Leslie C L, Cushman M, McDonald G S, Joshi W, Maynard A M
Division of Trauma/General Surgery, Baystate Medical Center, Springfield, MA 01199, USA.
Am J Emerg Med. 2001 Oct;19(6):469-73. doi: 10.1053/ajem.2001.27147.
The objective of the study was to evaluate the effectiveness of triage, treatment, and transfer interventions on multiple burn casualties managed in a high volume ED that does not have a verified in-hospital burn unit. The charts of 11 male patients injured in a 1999 foundry explosion and brought to Baystate Medical Center (BMC), a level I trauma center, were reviewed. All patients sustained deep partial and full thickness burns. The injury severity score (ISS) ranged from 9 to 75. Five patients had total body surface area (TBSA) burns of 10% to 50% and 6 patients had TBSA burns of 70% to 95%. Transfer times from the scene to BMC ranged from less than 5 minutes to 22 minutes. All 11 were initially triaged, resuscitated, and evaluated at BMC. Of the 9 patients transferred to verified burn units, 8 were intubated, 6 of 6 had negative abdominal ultrasounds, 4 had undergone escharatomies, and 1 had undergone bronchoscopy before transfer. Nine critically injured burn patients with ISS of 9 to 75 were transferred from BMC to verified burn units. For 8 of these patients, the average time from triage, evaluation, and treatment to transfer was 2 hours. The ninth patient was initially admitted overnight then promptly transferred after re-evaluation of his hand burns indicated a need for more specialized care. Two of 9 transferred patients, both with ISS of 75 died. Although 7 other patients had prolonged and complex courses, none of their subsequent complications were referable to missed injuries from this transferring facility. The resources and expertise of a high volume ED without an in-hospital burn unit can be effectively used in the initial resuscitation and treatment of multiple burn casualties. Coordinated responses among emergency medicine, trauma, anesthesia, and nursing personnel are instrumental to the rapid triage, resuscitation, and treatment of critically injured burn patients. Future disaster planning should incorporate a clearly demarcated, ED command center led by an easily identifiable "captain of the ship," as well as more accurate patient identification systems and improved communications with family members.

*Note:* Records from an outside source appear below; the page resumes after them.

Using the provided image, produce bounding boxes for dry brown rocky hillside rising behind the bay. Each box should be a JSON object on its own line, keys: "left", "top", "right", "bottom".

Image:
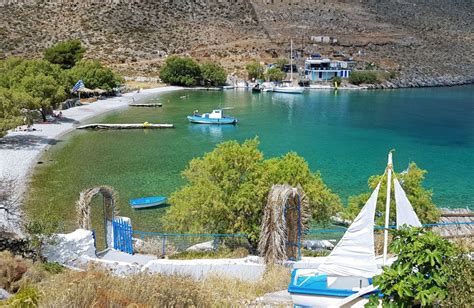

{"left": 0, "top": 0, "right": 474, "bottom": 86}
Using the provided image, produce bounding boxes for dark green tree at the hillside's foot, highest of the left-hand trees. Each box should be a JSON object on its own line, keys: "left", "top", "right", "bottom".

{"left": 43, "top": 40, "right": 86, "bottom": 69}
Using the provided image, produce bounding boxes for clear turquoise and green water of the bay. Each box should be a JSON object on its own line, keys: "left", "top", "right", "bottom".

{"left": 28, "top": 86, "right": 474, "bottom": 230}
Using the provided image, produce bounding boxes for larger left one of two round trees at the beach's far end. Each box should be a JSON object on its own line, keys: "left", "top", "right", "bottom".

{"left": 160, "top": 56, "right": 202, "bottom": 87}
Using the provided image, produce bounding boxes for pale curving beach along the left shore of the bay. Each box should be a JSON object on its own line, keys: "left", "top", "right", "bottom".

{"left": 0, "top": 87, "right": 181, "bottom": 231}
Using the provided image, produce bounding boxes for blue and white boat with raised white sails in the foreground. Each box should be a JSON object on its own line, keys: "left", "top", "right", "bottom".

{"left": 288, "top": 153, "right": 421, "bottom": 307}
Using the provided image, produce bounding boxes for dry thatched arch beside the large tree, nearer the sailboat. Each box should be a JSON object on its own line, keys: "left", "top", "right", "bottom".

{"left": 258, "top": 184, "right": 311, "bottom": 263}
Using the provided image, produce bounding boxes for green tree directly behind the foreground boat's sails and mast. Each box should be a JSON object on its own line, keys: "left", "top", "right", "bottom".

{"left": 342, "top": 162, "right": 440, "bottom": 225}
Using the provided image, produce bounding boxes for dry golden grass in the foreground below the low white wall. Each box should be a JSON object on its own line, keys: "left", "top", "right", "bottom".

{"left": 39, "top": 267, "right": 290, "bottom": 307}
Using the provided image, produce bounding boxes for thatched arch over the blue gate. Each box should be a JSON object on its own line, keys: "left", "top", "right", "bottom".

{"left": 76, "top": 186, "right": 119, "bottom": 230}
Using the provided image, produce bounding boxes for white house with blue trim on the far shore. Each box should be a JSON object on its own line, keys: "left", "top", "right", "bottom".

{"left": 304, "top": 57, "right": 351, "bottom": 81}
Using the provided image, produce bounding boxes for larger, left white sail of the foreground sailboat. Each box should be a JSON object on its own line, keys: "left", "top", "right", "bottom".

{"left": 318, "top": 183, "right": 380, "bottom": 278}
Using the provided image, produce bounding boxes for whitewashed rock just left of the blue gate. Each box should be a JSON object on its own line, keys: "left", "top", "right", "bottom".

{"left": 42, "top": 229, "right": 96, "bottom": 267}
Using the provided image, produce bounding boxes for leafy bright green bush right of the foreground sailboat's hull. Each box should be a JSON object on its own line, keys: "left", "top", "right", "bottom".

{"left": 370, "top": 228, "right": 458, "bottom": 307}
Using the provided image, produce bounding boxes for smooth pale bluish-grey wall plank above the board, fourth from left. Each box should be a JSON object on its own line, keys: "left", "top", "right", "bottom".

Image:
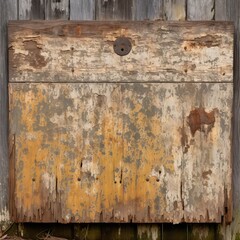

{"left": 70, "top": 0, "right": 95, "bottom": 20}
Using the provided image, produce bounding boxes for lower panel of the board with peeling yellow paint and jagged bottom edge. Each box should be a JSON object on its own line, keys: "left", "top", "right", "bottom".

{"left": 9, "top": 83, "right": 232, "bottom": 223}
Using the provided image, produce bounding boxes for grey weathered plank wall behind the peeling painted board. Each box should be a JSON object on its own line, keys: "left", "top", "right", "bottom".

{"left": 0, "top": 0, "right": 240, "bottom": 239}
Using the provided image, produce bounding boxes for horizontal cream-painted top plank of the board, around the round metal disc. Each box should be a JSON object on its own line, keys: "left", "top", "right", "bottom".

{"left": 9, "top": 21, "right": 233, "bottom": 82}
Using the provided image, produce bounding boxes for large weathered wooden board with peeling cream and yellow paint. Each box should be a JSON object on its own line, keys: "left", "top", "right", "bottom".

{"left": 9, "top": 21, "right": 233, "bottom": 223}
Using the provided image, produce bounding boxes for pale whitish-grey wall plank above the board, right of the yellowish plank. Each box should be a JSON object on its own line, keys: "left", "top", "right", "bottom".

{"left": 187, "top": 0, "right": 214, "bottom": 20}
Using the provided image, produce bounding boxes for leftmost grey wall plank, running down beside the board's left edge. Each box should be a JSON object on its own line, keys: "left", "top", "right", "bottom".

{"left": 0, "top": 0, "right": 17, "bottom": 222}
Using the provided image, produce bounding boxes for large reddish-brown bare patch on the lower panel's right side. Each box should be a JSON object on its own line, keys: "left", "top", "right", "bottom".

{"left": 188, "top": 107, "right": 215, "bottom": 136}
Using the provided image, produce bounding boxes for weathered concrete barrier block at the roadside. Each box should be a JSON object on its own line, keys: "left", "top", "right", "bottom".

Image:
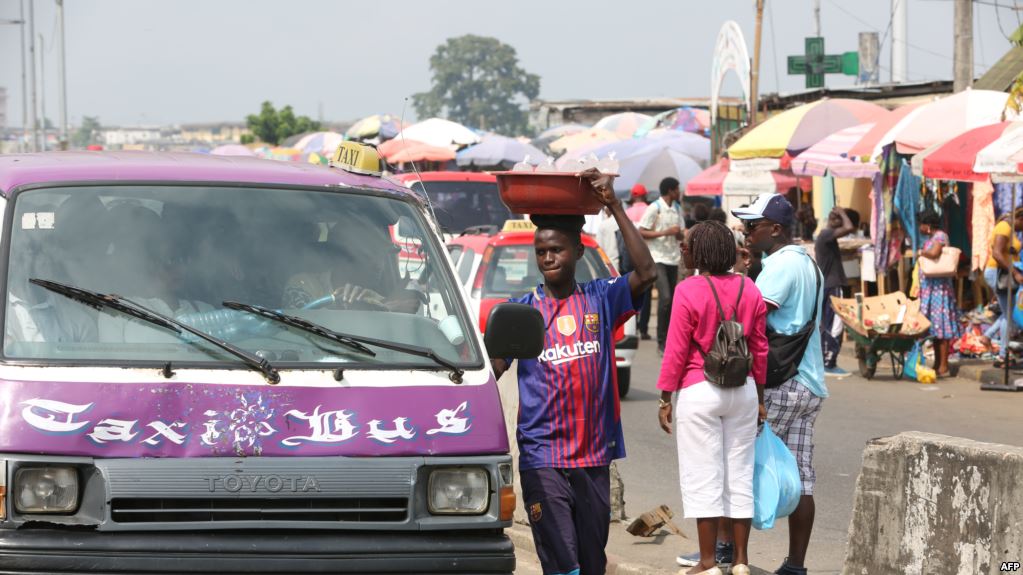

{"left": 842, "top": 432, "right": 1023, "bottom": 575}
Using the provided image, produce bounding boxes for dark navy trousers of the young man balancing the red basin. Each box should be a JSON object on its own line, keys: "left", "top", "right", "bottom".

{"left": 520, "top": 467, "right": 611, "bottom": 575}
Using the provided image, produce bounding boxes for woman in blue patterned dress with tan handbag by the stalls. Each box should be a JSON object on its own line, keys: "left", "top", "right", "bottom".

{"left": 917, "top": 210, "right": 963, "bottom": 375}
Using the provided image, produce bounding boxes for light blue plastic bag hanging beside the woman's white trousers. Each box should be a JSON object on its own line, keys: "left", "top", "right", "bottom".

{"left": 753, "top": 422, "right": 803, "bottom": 529}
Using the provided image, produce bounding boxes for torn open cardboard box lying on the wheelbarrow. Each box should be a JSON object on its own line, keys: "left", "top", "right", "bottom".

{"left": 831, "top": 292, "right": 931, "bottom": 338}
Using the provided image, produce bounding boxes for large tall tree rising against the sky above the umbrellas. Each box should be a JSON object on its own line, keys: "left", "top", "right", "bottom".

{"left": 412, "top": 34, "right": 540, "bottom": 135}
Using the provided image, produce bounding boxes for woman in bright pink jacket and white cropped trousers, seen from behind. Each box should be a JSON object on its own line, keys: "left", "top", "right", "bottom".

{"left": 657, "top": 221, "right": 767, "bottom": 575}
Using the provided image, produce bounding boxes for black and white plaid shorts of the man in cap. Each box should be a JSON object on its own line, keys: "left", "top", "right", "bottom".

{"left": 764, "top": 380, "right": 824, "bottom": 495}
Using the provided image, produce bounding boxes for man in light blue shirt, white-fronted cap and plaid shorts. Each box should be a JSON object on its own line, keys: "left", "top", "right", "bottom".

{"left": 732, "top": 193, "right": 828, "bottom": 575}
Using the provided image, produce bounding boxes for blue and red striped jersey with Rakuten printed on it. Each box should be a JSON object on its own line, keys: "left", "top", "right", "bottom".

{"left": 512, "top": 275, "right": 635, "bottom": 470}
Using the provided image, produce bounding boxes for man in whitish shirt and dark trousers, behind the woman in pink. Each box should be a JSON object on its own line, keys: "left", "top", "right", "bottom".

{"left": 639, "top": 178, "right": 684, "bottom": 355}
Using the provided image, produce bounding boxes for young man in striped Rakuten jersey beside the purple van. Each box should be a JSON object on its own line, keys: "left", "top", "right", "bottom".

{"left": 491, "top": 170, "right": 656, "bottom": 575}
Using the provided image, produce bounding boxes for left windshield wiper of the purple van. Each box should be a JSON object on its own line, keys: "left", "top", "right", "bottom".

{"left": 29, "top": 277, "right": 280, "bottom": 385}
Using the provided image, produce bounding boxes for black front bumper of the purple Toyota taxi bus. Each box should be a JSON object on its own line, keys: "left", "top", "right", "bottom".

{"left": 0, "top": 529, "right": 515, "bottom": 575}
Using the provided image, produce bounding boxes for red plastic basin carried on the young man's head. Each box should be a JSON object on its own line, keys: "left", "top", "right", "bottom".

{"left": 494, "top": 172, "right": 604, "bottom": 215}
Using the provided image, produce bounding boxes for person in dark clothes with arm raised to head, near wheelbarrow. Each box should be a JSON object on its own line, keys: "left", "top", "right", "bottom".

{"left": 813, "top": 206, "right": 859, "bottom": 378}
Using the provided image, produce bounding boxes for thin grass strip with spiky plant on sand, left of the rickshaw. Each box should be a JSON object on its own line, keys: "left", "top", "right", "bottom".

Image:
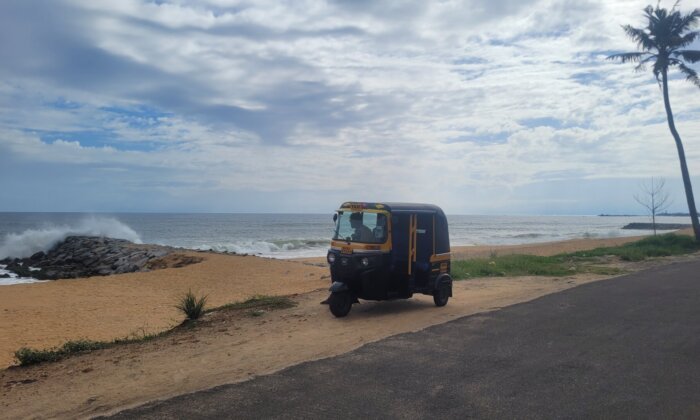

{"left": 15, "top": 292, "right": 297, "bottom": 366}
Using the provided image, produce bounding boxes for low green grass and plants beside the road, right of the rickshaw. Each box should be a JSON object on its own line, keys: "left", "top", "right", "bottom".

{"left": 451, "top": 233, "right": 700, "bottom": 280}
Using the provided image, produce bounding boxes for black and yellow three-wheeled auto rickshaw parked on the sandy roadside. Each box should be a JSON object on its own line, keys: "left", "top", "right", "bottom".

{"left": 327, "top": 202, "right": 452, "bottom": 317}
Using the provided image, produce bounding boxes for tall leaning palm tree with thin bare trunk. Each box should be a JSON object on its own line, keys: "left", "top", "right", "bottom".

{"left": 608, "top": 2, "right": 700, "bottom": 242}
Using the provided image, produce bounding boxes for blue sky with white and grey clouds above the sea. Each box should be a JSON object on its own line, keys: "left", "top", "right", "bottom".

{"left": 0, "top": 0, "right": 700, "bottom": 215}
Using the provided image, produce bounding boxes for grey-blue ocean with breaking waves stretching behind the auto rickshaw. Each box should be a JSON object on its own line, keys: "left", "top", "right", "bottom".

{"left": 0, "top": 213, "right": 690, "bottom": 285}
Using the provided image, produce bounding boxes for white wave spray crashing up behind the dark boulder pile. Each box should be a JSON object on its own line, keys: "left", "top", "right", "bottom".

{"left": 0, "top": 217, "right": 142, "bottom": 259}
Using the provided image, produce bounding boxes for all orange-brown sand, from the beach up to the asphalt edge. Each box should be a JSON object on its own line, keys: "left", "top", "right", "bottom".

{"left": 0, "top": 231, "right": 696, "bottom": 418}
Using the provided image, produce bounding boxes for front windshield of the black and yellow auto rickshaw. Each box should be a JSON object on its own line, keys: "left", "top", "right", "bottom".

{"left": 333, "top": 211, "right": 387, "bottom": 244}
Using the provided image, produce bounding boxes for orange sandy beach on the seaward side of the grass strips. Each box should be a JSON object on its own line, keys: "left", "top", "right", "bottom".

{"left": 0, "top": 233, "right": 656, "bottom": 366}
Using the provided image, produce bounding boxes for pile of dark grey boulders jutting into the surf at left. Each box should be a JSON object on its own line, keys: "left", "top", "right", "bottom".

{"left": 0, "top": 236, "right": 202, "bottom": 280}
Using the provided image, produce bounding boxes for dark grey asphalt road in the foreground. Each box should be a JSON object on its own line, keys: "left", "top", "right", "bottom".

{"left": 110, "top": 261, "right": 700, "bottom": 419}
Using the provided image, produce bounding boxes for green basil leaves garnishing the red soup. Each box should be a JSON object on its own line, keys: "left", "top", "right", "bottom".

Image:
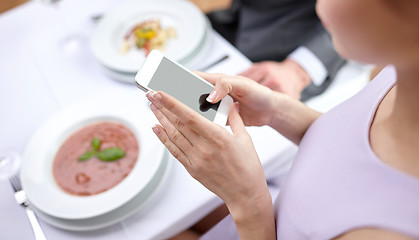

{"left": 78, "top": 138, "right": 125, "bottom": 162}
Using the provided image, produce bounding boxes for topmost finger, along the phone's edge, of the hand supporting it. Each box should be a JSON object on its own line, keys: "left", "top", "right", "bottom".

{"left": 147, "top": 91, "right": 220, "bottom": 139}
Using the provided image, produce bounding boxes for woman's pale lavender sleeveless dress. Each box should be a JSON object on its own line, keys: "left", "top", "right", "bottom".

{"left": 202, "top": 66, "right": 419, "bottom": 240}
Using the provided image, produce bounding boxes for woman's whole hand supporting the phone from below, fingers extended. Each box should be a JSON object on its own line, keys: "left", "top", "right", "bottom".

{"left": 147, "top": 92, "right": 275, "bottom": 238}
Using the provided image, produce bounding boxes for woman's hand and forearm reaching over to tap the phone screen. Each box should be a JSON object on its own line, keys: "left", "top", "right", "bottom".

{"left": 196, "top": 72, "right": 321, "bottom": 144}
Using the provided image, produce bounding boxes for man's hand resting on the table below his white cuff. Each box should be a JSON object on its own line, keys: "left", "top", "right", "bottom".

{"left": 240, "top": 58, "right": 311, "bottom": 99}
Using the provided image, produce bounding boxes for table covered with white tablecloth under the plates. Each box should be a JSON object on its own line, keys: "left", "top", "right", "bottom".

{"left": 0, "top": 0, "right": 369, "bottom": 239}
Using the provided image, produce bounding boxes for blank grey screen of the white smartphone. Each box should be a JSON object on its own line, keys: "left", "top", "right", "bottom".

{"left": 148, "top": 57, "right": 219, "bottom": 121}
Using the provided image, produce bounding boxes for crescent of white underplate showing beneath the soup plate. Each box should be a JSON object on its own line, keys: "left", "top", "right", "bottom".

{"left": 30, "top": 151, "right": 172, "bottom": 231}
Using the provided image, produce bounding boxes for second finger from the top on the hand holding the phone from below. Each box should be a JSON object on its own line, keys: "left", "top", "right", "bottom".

{"left": 150, "top": 103, "right": 192, "bottom": 153}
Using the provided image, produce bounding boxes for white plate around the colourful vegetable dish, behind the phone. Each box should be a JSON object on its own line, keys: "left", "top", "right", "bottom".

{"left": 91, "top": 0, "right": 207, "bottom": 73}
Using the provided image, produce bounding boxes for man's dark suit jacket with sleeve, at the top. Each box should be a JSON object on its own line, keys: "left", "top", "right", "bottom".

{"left": 208, "top": 0, "right": 345, "bottom": 100}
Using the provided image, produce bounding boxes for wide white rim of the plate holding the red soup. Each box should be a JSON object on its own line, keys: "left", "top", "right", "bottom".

{"left": 21, "top": 94, "right": 164, "bottom": 219}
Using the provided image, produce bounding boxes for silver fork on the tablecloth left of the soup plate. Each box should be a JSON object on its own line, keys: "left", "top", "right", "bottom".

{"left": 9, "top": 174, "right": 46, "bottom": 240}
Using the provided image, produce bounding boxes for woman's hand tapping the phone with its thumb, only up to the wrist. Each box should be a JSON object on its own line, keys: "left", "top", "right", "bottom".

{"left": 195, "top": 72, "right": 275, "bottom": 126}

本研究的目的是评估分诊、治疗及转运干预措施对在一家未设经认证的院内烧伤科的大容量急诊科救治的多名烧伤伤员的效果。回顾了1999年一家铸造厂爆炸事件中受伤并被送至一级创伤中心贝斯州医疗中心(BMC)的11名男性患者的病历。所有患者均为深Ⅱ度和Ⅲ度烧伤。损伤严重度评分(ISS)范围为9至75。5名患者的烧伤总面积(TBSA)为10%至50%,6名患者的TBSA为70%至95%。从现场转运至BMC的时间从不到5分钟至22分钟不等。所有11名患者最初均在BMC进行分诊、复苏和评估。在转至经认证的烧伤科的9名患者中,8名进行了气管插管,6名接受腹部超声检查的患者结果均为阴性,4名进行了焦痂切开术,1名在转运前接受了支气管镜检查。9名ISS为9至75的严重烧伤患者从BMC转至经认证的烧伤科。其中8名患者从分诊、评估和治疗到转运的平均时间为2小时。第9名患者最初住院过夜,在对手部烧伤进行重新评估显示需要更专业的护理后,随后迅速被转运。9名转院患者中有2名,ISS均为75,死亡。尽管其他7名患者病程冗长且复杂,但他们随后的并发症均与该转运机构漏诊的损伤无关。一家未设院内烧伤科的大容量急诊科的资源和专业知识可有效用于多名烧伤伤员的初始复苏和治疗。急诊医学、创伤、麻醉和护理人员之间的协调应对对于严重烧伤患者的快速分诊、复苏和治疗至关重要。未来的灾难预案应纳入一个由易于识别的“船长”领导的、划分明确的急诊科指挥中心,以及更准确的患者识别系统和与家属的沟通改善措施。